The large robot, which was bought in December, and the sheriff's two smaller robots are used to check areas for explosive devices, safely remove explosive devices and can be used to defuse bombs - basically, tasks to keep humans safe.

"If we don't have to send a bomb technician, then we use a robot," Carper said.

Since the robots have cameras, microphones and speakers, they also can be used in hostage situations or negotiations with a shooter.

That's why the Charleston police got its robot, a much smaller version of the Kanawha sheriff's that has only a microphone, camera and speaker.

After Charleston officers had to use the Sheriff's Office's robot in an active-shooter situation in the Sherwood Forest neighborhood in 2013, the department decided it wanted a robot of its own to handle similar incidents, Webster said.

So far, the Charleston robot has not been used in the field.
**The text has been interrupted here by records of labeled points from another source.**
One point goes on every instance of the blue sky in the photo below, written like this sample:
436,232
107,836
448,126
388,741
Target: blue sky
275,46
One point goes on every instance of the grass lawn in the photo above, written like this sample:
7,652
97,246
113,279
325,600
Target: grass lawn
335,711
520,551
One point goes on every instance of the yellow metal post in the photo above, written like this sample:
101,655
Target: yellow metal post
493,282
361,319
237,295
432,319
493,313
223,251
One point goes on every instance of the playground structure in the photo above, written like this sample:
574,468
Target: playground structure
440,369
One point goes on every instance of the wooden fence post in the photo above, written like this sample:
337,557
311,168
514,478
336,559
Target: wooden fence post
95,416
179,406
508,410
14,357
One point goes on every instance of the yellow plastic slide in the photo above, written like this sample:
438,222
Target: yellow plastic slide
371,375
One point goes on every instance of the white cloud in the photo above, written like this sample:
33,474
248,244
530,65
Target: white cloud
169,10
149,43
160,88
Officers with the Charleston Police Department and the Kanawha County Sheriff's Office said they do not have a protocol on what a situation would take to use one of the robots to kill someone.

"It would really be a last-resort thing," Webster said.

Humphreys, who was speaking with Sheriff John Rutherford in the room, said he was reluctant to give an answer on whether the county would or would not use a robot as a bomb.

"There's just so many unknowns in those quick seconds when a decision has to be made," he said.

Carper said there are a lot of possibilities in using a robot to defuse a situation.

"You're only limited by your imagination," he said.

Since Dallas, a national discussion has begun about whether it's ethical to use a robot to kill a suspect and if it sets a dangerous precedent for police departments.

The CPD and the Sheriff's Office said the Dallas SWAT team is held in high regard across the country.

When asked if using a robot is worrisome, both local departments compared it to using a police sniper to kill a suspect.

"Someone was responsible for what that robot did," Humphreys said. "A robot was the tool and, in this case, a weapon, but it was still acting as a tool in the hands of someone who is responsible for the use of force."

Previously, using a robot as an explosive device had been done only by the military, which has led to more questions about the militarization of police.

Humphreys said that just because a police department has military equipment, doesn't mean a department is militarized.

"I think most police officers don't see that as militarization," Humphreys said. "They view that as a tool that is needed to save the lives of people."

James Nolan, a former police officer and now a professor at West Virginia University who studies police, said militarization is about mindset, not equipment.

"If there's a need for military-type weapons to protect the people, and the community is on board with it, then it's different than using military weapons on people," Nolan said.

Nolan said his focus is on community policing and using relationships built in the community to help keep it safe.

"If a police officer is using deadly force," Nolan said, "is it something that they would use on their brother or their son?"

Humphreys also stressed the importance of community policing, and said it should take place long before an officer is in a life-or-death situation.

"I think the building of trust with the community takes place long before you have a circumstance where you need to use force," he said, "so that the trust is already gained, and applied when force is necessary."